Durban, South Africa: December 9, 2011

Ambitious or inadequate? Twenty four hours remains to secure Durban’s credibility

by Andrea Palframan, Watershed Sentinel

On this, the last day of COP-17, South Africa’s  Maite Nkoana-Mashabane, COP-17 president, gave an update on the state of the negotiations: “The focus now is whether we can reach convergence as we adopt a second commitment of Kyoto Protocol.   Parties also want to see the Green Climate Fund launched here, but we need to look at long-term finance… because we don’t want to launch an empty ship.” South Africa has expressed its willingness to extend the talks, which are predicted to last past their scheduled end and well into Saturday.

Aldon Myer from the Union of Concerned Scientists, said, “We look at these negotiations to find what can give us the best fighting chance to stay below the 2 degree mark world leaders agreed to in Copenhagen.” The organizations’ four recommendations are echoed by civil society and negotiators alike, and in summary are:

  1. Continuation of Kyoto Protocol, with as many developed nations as possible agreeing to keep their commitments post 2012; loopholes eliminated or minimized
  2. Durban roadmap with clear process and timeline to negotiate a new treaty that will include China, US and others by 2015
  3. A process to ramp up climate finance to help developing countries reduce deforestation and invest in clean technologies and adapt to mounting impacts of climate change. $100 billion a year by 2020 which was put forward in Copenhagen

A fourth recommendation of the UCS, the creation of a workplan to close ambition gap between 2 degree target and the proposals that have already been put on the table, is being criticized as not ambitious enough to keep emissions from pushing us past two degrees temperature rise. The consensus at this point is that a new phase of Kyoto will be ready by 2015, based on a roadmap laid out by the European Union. Even Canada’s environment minister Peter Kent has subscribed to the idea that a second phase of Kyoto be launched in the next three years, though later said “we are not setting a hard target on this date. If it takes somewhat longer, that would be fine.”

The US and China both came into these negotiations talking about 2020 as a Kyoto renewal target, but have since shifted their positions back to 2015.  According to the European Commissioner for Climate Connie Hedegaard, “If there is one thing we have learned from this process, things never go faster than you would expect. It always goes slower than in your wildest imagination.
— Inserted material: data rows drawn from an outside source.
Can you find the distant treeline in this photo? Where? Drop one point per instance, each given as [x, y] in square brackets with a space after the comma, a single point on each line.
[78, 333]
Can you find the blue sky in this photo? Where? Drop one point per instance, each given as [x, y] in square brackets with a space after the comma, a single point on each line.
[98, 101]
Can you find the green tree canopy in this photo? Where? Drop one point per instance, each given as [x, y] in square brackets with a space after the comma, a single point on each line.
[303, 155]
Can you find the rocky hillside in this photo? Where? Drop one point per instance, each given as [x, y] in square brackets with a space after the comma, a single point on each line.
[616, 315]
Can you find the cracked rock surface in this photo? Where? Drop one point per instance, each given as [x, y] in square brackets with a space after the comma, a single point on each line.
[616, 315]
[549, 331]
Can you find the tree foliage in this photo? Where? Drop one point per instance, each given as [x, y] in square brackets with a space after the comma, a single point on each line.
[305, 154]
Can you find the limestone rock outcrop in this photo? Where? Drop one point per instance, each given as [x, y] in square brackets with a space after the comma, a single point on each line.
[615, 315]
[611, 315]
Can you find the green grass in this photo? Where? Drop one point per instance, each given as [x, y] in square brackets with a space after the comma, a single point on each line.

So if we talk about 2020 we can see it is a really poor outcome seen from a climate perspective and that’s why it is not good enough.”

Harjit Singh expressed confidence that the Green Climate Fund would be launched, but in the current economic climate traditional sources of finance may be insufficient Singh repeated calls for taxes on aviation and shipping as well as a tax on international financial transactions, known as the Tobin or Robin Hood tax, as innovative ways to fill the GCF quickly enough to mitigate climate disasters. “We know that for every dollar we invest in preparing communities against climate change, we can save seven dollars on emergency response later,” said Singh. “It is disgraceful to see that there is not a single mechanism that has been agreed upon.”